Member of Parliament, Lok Sabha
- In office 1996–1998
- Preceded by: Bandaru Dattatreya
- Succeeded by: Bandaru Dattatreya
- Constituency: Secunderabad

Personal details
- Born: Pamulaparthi Venkata Rajeshwar Rao 14 August 1946 Vangara, Hyderabad State, British India
- Died: 12 December 2016 (aged 70) Hyderabad, Telangana, India
- Party: Indian National Congress
- Parent: P. V. Narasimha Rao (father);
- Relatives: Surabhi Vani Devi (sister)
- Alma mater: Vivekvardhani College and Law College
- Occupation: Lawyer, politician

= P. V. Rajeshwar Rao =

Indian politician

Pamulaparthi Venkata Rajeshwar Rao (14 August 1946 − 12 December 2016) was an Indian politician.
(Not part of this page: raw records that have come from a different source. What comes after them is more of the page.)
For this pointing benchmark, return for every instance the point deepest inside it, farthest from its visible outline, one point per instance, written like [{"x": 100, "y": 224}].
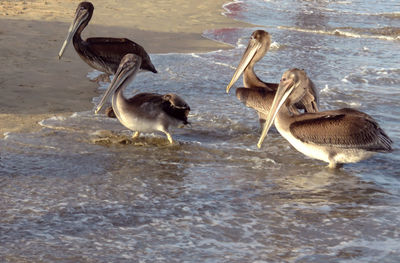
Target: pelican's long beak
[
  {"x": 248, "y": 55},
  {"x": 282, "y": 93},
  {"x": 126, "y": 72},
  {"x": 80, "y": 16}
]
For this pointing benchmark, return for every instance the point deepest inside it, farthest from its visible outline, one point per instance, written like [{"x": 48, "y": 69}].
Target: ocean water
[{"x": 81, "y": 190}]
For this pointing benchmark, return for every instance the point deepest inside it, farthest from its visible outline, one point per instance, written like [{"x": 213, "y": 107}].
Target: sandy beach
[{"x": 35, "y": 84}]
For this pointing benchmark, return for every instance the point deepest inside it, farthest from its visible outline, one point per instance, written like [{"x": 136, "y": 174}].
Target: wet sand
[{"x": 35, "y": 85}]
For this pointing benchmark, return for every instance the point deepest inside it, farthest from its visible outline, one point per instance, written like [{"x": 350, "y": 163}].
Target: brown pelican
[
  {"x": 144, "y": 112},
  {"x": 101, "y": 53},
  {"x": 256, "y": 93},
  {"x": 335, "y": 136}
]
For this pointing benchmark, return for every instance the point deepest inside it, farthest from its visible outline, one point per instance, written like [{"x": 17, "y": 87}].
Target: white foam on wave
[{"x": 338, "y": 32}]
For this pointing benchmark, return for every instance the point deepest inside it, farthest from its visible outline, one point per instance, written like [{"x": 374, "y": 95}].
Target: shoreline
[{"x": 35, "y": 85}]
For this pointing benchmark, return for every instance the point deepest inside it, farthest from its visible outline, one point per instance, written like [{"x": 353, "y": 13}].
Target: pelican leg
[
  {"x": 135, "y": 135},
  {"x": 169, "y": 137}
]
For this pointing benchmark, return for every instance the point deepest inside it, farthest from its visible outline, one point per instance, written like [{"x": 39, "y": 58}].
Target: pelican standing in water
[
  {"x": 257, "y": 94},
  {"x": 144, "y": 112},
  {"x": 335, "y": 136},
  {"x": 101, "y": 53}
]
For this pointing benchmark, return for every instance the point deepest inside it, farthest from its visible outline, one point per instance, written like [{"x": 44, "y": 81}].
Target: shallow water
[{"x": 81, "y": 190}]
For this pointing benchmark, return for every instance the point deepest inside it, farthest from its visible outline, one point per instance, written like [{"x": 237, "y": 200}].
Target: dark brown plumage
[
  {"x": 102, "y": 53},
  {"x": 335, "y": 136}
]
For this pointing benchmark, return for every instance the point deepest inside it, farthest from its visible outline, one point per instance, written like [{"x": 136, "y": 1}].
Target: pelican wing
[
  {"x": 259, "y": 98},
  {"x": 152, "y": 104},
  {"x": 345, "y": 128},
  {"x": 110, "y": 51}
]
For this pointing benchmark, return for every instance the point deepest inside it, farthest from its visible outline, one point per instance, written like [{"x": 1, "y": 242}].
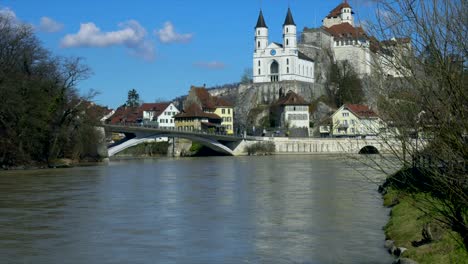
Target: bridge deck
[{"x": 167, "y": 131}]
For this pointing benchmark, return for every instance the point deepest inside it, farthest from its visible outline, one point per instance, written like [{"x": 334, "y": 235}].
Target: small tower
[
  {"x": 347, "y": 13},
  {"x": 261, "y": 33},
  {"x": 289, "y": 32}
]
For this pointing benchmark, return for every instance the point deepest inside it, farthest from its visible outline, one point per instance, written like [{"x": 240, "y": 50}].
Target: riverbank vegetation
[
  {"x": 43, "y": 118},
  {"x": 426, "y": 111},
  {"x": 261, "y": 148}
]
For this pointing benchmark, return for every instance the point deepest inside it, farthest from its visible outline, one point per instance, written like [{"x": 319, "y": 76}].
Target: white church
[{"x": 274, "y": 62}]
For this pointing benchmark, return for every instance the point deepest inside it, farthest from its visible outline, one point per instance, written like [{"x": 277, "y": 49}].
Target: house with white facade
[
  {"x": 291, "y": 111},
  {"x": 275, "y": 62},
  {"x": 353, "y": 120},
  {"x": 160, "y": 114}
]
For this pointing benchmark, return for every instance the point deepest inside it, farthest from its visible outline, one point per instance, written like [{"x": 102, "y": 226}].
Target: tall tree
[
  {"x": 427, "y": 107},
  {"x": 133, "y": 99},
  {"x": 41, "y": 111}
]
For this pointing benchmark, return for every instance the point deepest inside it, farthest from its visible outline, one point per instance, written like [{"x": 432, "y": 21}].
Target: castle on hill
[{"x": 293, "y": 61}]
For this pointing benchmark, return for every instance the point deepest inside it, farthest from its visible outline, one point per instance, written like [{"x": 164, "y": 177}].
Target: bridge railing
[{"x": 176, "y": 129}]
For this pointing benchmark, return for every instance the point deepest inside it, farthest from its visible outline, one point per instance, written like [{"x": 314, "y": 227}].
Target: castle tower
[
  {"x": 261, "y": 33},
  {"x": 289, "y": 32},
  {"x": 347, "y": 13}
]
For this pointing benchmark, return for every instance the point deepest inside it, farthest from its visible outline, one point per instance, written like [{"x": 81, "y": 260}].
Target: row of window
[
  {"x": 166, "y": 121},
  {"x": 297, "y": 108},
  {"x": 170, "y": 113},
  {"x": 223, "y": 111},
  {"x": 297, "y": 117}
]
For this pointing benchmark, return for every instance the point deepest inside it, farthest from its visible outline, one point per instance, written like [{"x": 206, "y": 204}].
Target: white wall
[
  {"x": 166, "y": 119},
  {"x": 296, "y": 116}
]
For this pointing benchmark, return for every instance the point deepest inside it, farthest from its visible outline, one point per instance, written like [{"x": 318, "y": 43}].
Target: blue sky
[{"x": 160, "y": 48}]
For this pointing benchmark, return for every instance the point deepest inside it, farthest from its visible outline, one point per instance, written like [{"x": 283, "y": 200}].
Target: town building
[
  {"x": 350, "y": 43},
  {"x": 354, "y": 120},
  {"x": 291, "y": 111},
  {"x": 213, "y": 105},
  {"x": 159, "y": 114},
  {"x": 275, "y": 62},
  {"x": 193, "y": 118}
]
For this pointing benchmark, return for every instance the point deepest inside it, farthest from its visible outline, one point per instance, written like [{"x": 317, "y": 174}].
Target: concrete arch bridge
[{"x": 236, "y": 145}]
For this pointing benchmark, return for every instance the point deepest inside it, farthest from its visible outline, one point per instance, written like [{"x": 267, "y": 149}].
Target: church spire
[
  {"x": 289, "y": 19},
  {"x": 261, "y": 21}
]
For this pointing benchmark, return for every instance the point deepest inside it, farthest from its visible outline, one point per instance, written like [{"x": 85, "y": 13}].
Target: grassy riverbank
[{"x": 408, "y": 219}]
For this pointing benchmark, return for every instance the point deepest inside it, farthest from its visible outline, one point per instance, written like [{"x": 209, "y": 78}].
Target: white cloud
[
  {"x": 7, "y": 12},
  {"x": 168, "y": 35},
  {"x": 131, "y": 35},
  {"x": 49, "y": 25},
  {"x": 213, "y": 65}
]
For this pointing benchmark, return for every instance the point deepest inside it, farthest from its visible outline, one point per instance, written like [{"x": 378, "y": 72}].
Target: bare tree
[{"x": 425, "y": 103}]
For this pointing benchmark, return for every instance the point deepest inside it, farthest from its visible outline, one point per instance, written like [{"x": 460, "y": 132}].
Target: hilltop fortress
[{"x": 303, "y": 65}]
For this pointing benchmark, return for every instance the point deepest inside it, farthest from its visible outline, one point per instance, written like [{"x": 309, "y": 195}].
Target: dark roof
[
  {"x": 279, "y": 44},
  {"x": 291, "y": 98},
  {"x": 261, "y": 21},
  {"x": 361, "y": 111},
  {"x": 337, "y": 10},
  {"x": 289, "y": 19},
  {"x": 193, "y": 111},
  {"x": 302, "y": 56},
  {"x": 346, "y": 30}
]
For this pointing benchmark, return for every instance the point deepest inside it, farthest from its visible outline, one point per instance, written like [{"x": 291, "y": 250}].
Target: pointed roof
[
  {"x": 289, "y": 19},
  {"x": 361, "y": 111},
  {"x": 291, "y": 98},
  {"x": 337, "y": 10},
  {"x": 261, "y": 21}
]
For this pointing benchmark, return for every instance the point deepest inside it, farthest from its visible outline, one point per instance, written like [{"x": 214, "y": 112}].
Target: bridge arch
[
  {"x": 369, "y": 149},
  {"x": 138, "y": 139}
]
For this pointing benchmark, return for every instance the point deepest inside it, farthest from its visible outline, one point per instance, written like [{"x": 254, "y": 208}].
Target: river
[{"x": 276, "y": 209}]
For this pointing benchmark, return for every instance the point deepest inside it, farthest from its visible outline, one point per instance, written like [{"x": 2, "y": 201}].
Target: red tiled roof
[
  {"x": 194, "y": 110},
  {"x": 207, "y": 100},
  {"x": 291, "y": 98},
  {"x": 125, "y": 114},
  {"x": 158, "y": 108},
  {"x": 337, "y": 10},
  {"x": 346, "y": 30},
  {"x": 360, "y": 110}
]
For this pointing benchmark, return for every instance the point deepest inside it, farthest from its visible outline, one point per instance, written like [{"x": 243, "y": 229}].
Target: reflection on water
[{"x": 280, "y": 209}]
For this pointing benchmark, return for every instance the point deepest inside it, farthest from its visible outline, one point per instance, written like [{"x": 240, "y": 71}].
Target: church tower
[
  {"x": 347, "y": 13},
  {"x": 289, "y": 32},
  {"x": 261, "y": 33}
]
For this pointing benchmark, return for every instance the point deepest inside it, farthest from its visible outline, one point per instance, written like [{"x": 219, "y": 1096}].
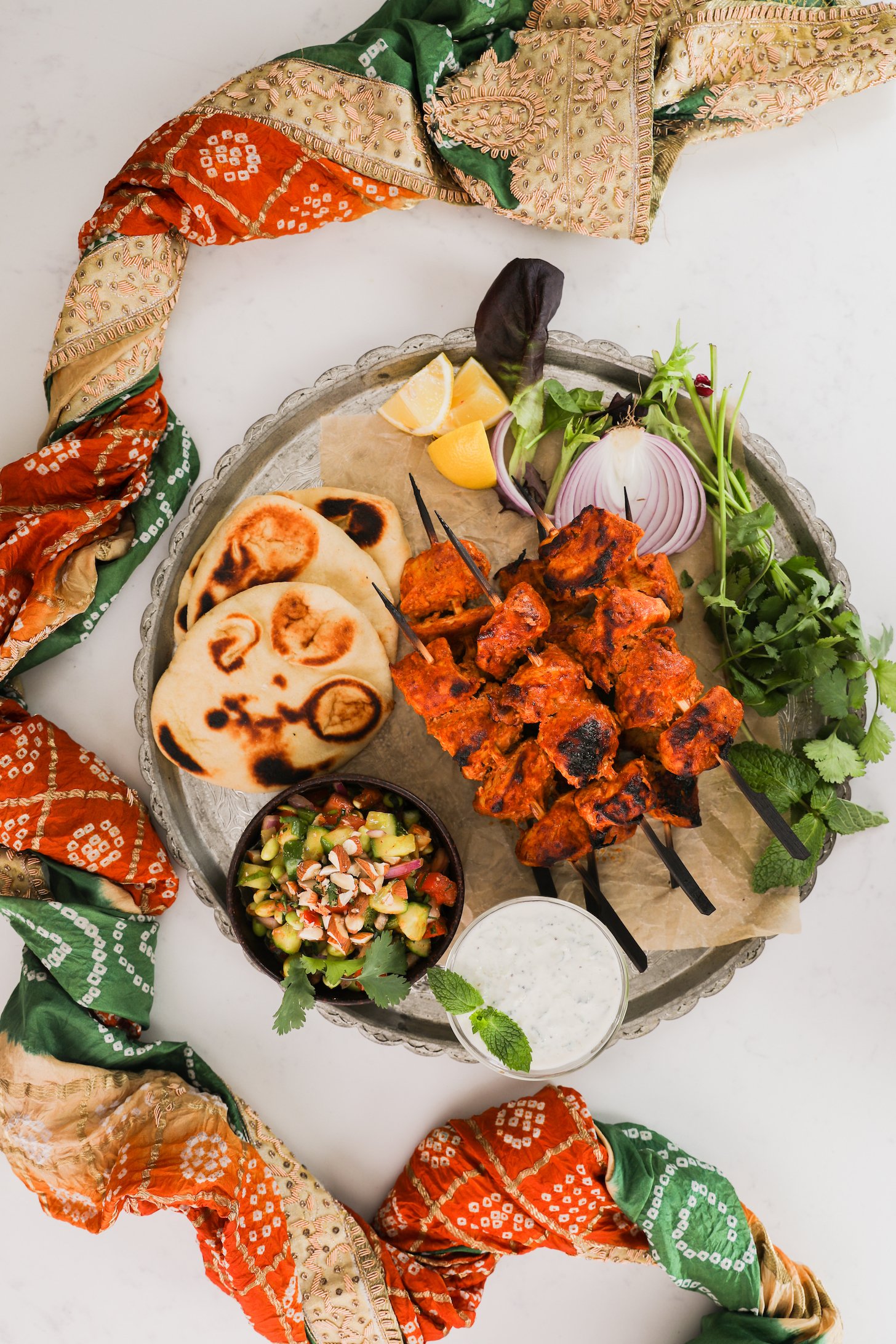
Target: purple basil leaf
[{"x": 512, "y": 322}]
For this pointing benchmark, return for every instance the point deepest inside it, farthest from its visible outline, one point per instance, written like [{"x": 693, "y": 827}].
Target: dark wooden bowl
[{"x": 318, "y": 791}]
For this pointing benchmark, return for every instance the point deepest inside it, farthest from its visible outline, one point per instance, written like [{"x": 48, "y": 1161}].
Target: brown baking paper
[{"x": 364, "y": 454}]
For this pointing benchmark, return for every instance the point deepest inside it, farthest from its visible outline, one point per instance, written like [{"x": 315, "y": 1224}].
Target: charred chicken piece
[
  {"x": 620, "y": 801},
  {"x": 437, "y": 580},
  {"x": 534, "y": 692},
  {"x": 452, "y": 625},
  {"x": 657, "y": 683},
  {"x": 673, "y": 798},
  {"x": 589, "y": 553},
  {"x": 695, "y": 741},
  {"x": 518, "y": 786},
  {"x": 523, "y": 572},
  {"x": 653, "y": 575},
  {"x": 559, "y": 835},
  {"x": 433, "y": 689},
  {"x": 474, "y": 740},
  {"x": 620, "y": 617},
  {"x": 513, "y": 628},
  {"x": 581, "y": 738}
]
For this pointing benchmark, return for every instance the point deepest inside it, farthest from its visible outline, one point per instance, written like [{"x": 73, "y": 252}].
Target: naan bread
[
  {"x": 272, "y": 686},
  {"x": 274, "y": 539},
  {"x": 370, "y": 521}
]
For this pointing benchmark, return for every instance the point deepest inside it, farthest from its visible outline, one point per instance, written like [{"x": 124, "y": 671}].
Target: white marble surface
[{"x": 778, "y": 247}]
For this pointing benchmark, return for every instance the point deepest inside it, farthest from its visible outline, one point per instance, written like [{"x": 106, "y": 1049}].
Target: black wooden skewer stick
[
  {"x": 425, "y": 514},
  {"x": 666, "y": 832},
  {"x": 769, "y": 812},
  {"x": 405, "y": 625},
  {"x": 598, "y": 906},
  {"x": 688, "y": 883}
]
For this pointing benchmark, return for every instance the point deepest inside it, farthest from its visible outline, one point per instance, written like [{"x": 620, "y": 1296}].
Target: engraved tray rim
[{"x": 561, "y": 342}]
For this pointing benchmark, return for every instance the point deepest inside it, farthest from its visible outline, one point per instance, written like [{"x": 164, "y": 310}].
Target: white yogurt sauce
[{"x": 550, "y": 967}]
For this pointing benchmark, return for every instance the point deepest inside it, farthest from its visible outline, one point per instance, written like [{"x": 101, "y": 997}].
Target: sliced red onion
[
  {"x": 508, "y": 492},
  {"x": 665, "y": 494},
  {"x": 401, "y": 870}
]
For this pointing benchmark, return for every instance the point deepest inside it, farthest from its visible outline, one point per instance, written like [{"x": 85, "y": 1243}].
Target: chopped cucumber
[
  {"x": 382, "y": 822},
  {"x": 336, "y": 969},
  {"x": 412, "y": 922},
  {"x": 253, "y": 875},
  {"x": 391, "y": 849},
  {"x": 313, "y": 846},
  {"x": 332, "y": 838},
  {"x": 386, "y": 902}
]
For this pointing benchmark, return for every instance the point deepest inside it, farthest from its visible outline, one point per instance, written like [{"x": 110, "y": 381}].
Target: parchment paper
[{"x": 364, "y": 454}]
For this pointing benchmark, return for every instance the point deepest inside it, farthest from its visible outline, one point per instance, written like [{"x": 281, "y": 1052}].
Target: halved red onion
[
  {"x": 508, "y": 492},
  {"x": 665, "y": 494}
]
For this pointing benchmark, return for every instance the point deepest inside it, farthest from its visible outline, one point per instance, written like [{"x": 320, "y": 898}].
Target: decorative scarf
[{"x": 569, "y": 114}]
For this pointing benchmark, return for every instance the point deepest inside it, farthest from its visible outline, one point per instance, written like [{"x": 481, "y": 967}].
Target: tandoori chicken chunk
[
  {"x": 534, "y": 692},
  {"x": 512, "y": 630},
  {"x": 437, "y": 580},
  {"x": 433, "y": 689},
  {"x": 657, "y": 683},
  {"x": 581, "y": 738},
  {"x": 653, "y": 575},
  {"x": 559, "y": 835},
  {"x": 695, "y": 742},
  {"x": 589, "y": 553},
  {"x": 620, "y": 801},
  {"x": 604, "y": 641},
  {"x": 474, "y": 740},
  {"x": 518, "y": 786},
  {"x": 673, "y": 798}
]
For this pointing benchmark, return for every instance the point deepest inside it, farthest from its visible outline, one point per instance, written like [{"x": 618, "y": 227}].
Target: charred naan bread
[
  {"x": 372, "y": 523},
  {"x": 272, "y": 686},
  {"x": 276, "y": 539}
]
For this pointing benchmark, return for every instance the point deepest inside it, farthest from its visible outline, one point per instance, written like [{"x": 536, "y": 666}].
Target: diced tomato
[
  {"x": 339, "y": 809},
  {"x": 439, "y": 889}
]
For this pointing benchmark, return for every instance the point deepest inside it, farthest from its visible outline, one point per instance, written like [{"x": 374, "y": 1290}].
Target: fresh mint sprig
[{"x": 502, "y": 1035}]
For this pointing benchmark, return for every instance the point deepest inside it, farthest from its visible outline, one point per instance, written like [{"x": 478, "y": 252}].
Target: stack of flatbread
[{"x": 281, "y": 667}]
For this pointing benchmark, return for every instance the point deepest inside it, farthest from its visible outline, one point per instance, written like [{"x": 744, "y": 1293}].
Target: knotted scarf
[{"x": 569, "y": 114}]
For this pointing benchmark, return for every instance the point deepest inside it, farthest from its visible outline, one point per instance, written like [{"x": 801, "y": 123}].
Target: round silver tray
[{"x": 201, "y": 822}]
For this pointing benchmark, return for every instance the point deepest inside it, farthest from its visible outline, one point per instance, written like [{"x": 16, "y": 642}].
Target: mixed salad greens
[{"x": 782, "y": 625}]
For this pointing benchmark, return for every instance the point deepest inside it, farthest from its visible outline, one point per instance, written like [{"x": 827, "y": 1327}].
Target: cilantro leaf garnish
[
  {"x": 503, "y": 1038},
  {"x": 383, "y": 975},
  {"x": 298, "y": 998},
  {"x": 456, "y": 994}
]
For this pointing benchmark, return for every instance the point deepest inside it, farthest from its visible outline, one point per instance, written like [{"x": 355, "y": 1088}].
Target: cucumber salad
[{"x": 322, "y": 885}]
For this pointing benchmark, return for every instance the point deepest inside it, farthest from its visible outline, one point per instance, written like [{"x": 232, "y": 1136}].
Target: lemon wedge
[
  {"x": 476, "y": 397},
  {"x": 464, "y": 457},
  {"x": 421, "y": 405}
]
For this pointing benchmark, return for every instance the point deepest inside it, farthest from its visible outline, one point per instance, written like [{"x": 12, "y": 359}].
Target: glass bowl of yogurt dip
[{"x": 551, "y": 967}]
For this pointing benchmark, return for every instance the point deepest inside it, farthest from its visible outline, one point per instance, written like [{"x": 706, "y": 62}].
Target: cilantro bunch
[
  {"x": 382, "y": 979},
  {"x": 502, "y": 1036},
  {"x": 783, "y": 631}
]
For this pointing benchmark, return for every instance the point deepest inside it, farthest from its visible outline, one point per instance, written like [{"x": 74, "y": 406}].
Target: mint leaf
[
  {"x": 886, "y": 678},
  {"x": 747, "y": 529},
  {"x": 831, "y": 694},
  {"x": 878, "y": 741},
  {"x": 456, "y": 994},
  {"x": 785, "y": 778},
  {"x": 383, "y": 975},
  {"x": 847, "y": 817},
  {"x": 503, "y": 1038},
  {"x": 298, "y": 998},
  {"x": 834, "y": 760},
  {"x": 777, "y": 868}
]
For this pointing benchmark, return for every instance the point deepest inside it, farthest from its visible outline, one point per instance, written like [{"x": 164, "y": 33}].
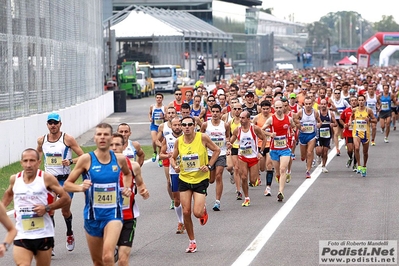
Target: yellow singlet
[
  {"x": 361, "y": 128},
  {"x": 233, "y": 126},
  {"x": 192, "y": 156}
]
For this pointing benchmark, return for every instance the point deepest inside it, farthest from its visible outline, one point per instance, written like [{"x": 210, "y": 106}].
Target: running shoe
[
  {"x": 318, "y": 160},
  {"x": 216, "y": 207},
  {"x": 246, "y": 203},
  {"x": 267, "y": 192},
  {"x": 280, "y": 196},
  {"x": 349, "y": 163},
  {"x": 364, "y": 171},
  {"x": 232, "y": 181},
  {"x": 307, "y": 174},
  {"x": 359, "y": 169},
  {"x": 239, "y": 195},
  {"x": 204, "y": 217},
  {"x": 116, "y": 254},
  {"x": 70, "y": 244},
  {"x": 288, "y": 179},
  {"x": 192, "y": 247},
  {"x": 180, "y": 228}
]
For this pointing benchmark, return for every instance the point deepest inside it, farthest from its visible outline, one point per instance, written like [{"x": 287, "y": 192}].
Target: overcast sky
[{"x": 307, "y": 11}]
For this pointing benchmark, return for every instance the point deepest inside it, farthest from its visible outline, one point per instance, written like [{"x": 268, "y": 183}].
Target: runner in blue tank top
[{"x": 103, "y": 207}]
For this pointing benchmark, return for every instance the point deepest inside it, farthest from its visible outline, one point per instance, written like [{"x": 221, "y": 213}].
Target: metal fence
[{"x": 51, "y": 55}]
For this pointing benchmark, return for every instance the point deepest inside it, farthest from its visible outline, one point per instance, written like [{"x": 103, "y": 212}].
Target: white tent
[{"x": 139, "y": 24}]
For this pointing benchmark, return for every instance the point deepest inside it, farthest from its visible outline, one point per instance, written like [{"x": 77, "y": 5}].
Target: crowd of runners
[{"x": 249, "y": 125}]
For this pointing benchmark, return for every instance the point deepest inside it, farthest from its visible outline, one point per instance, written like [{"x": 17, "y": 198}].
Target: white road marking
[{"x": 261, "y": 239}]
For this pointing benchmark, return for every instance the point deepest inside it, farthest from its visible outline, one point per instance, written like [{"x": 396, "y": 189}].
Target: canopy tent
[
  {"x": 139, "y": 24},
  {"x": 345, "y": 62}
]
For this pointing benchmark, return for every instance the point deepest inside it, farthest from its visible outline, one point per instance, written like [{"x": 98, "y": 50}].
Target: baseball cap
[{"x": 54, "y": 116}]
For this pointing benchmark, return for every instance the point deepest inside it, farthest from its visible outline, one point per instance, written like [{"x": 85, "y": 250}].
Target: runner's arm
[
  {"x": 9, "y": 194},
  {"x": 82, "y": 165},
  {"x": 140, "y": 153},
  {"x": 9, "y": 226},
  {"x": 141, "y": 187}
]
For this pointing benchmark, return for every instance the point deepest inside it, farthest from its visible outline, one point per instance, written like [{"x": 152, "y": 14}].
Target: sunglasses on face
[
  {"x": 187, "y": 124},
  {"x": 53, "y": 122}
]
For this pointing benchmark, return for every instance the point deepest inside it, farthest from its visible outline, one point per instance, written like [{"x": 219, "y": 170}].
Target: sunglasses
[
  {"x": 53, "y": 122},
  {"x": 187, "y": 124}
]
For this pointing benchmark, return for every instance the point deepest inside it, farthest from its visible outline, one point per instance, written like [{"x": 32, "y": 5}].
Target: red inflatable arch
[{"x": 372, "y": 44}]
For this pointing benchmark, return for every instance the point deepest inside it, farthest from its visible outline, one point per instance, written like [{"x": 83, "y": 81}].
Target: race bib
[
  {"x": 385, "y": 106},
  {"x": 351, "y": 126},
  {"x": 131, "y": 157},
  {"x": 218, "y": 141},
  {"x": 371, "y": 106},
  {"x": 361, "y": 125},
  {"x": 53, "y": 159},
  {"x": 32, "y": 222},
  {"x": 126, "y": 203},
  {"x": 104, "y": 195},
  {"x": 191, "y": 162},
  {"x": 246, "y": 150},
  {"x": 308, "y": 128},
  {"x": 280, "y": 142},
  {"x": 325, "y": 132}
]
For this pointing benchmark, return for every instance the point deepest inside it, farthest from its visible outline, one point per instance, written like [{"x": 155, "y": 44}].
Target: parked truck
[
  {"x": 127, "y": 79},
  {"x": 165, "y": 78}
]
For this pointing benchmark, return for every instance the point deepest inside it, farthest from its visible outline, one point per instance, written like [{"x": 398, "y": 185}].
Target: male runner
[
  {"x": 362, "y": 116},
  {"x": 103, "y": 195},
  {"x": 57, "y": 148},
  {"x": 194, "y": 174}
]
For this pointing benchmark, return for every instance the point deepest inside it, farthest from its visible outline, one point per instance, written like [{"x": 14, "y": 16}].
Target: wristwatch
[{"x": 6, "y": 246}]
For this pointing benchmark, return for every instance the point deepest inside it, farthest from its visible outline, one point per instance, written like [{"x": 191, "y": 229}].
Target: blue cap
[{"x": 54, "y": 116}]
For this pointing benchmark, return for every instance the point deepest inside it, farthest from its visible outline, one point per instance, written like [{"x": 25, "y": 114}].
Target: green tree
[{"x": 387, "y": 24}]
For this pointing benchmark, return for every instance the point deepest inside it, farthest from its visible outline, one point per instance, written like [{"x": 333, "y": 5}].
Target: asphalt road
[{"x": 339, "y": 205}]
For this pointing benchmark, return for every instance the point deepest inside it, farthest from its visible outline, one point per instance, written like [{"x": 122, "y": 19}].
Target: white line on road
[{"x": 261, "y": 239}]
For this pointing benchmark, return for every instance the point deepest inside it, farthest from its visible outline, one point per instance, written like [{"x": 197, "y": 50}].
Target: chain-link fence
[{"x": 51, "y": 55}]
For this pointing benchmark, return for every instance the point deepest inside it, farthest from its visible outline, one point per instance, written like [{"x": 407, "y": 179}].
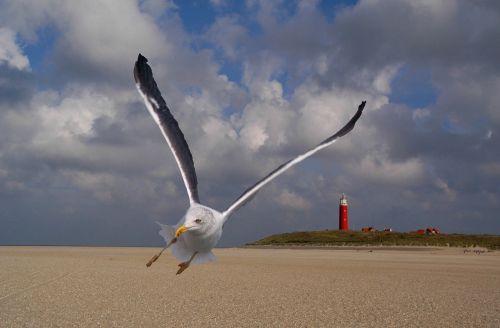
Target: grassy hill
[{"x": 357, "y": 238}]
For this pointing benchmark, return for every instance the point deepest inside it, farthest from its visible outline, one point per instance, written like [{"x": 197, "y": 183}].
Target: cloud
[
  {"x": 10, "y": 53},
  {"x": 77, "y": 142},
  {"x": 293, "y": 201}
]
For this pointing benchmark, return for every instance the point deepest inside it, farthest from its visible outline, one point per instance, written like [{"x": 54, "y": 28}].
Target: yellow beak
[{"x": 181, "y": 230}]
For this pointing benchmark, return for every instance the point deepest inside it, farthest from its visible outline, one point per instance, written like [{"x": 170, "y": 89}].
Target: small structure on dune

He was a member of parliament, and represented Secunderabad, Andhra Pradesh in the Lok Sabha, as a member of the Indian National Congress.

He was son of former Prime Minister of India, P. V. Narasimha Rao.

==Personal life==

Rao was born in Vangara village in Karimnagar district, Hyderabad state to P. V. Narasimha Rao and his wife Satyamma. He received his bachelor's and master's degrees from Osmania University. He had two brothers, P. V. Ranga Rao and P. V. Prabhakar Rao.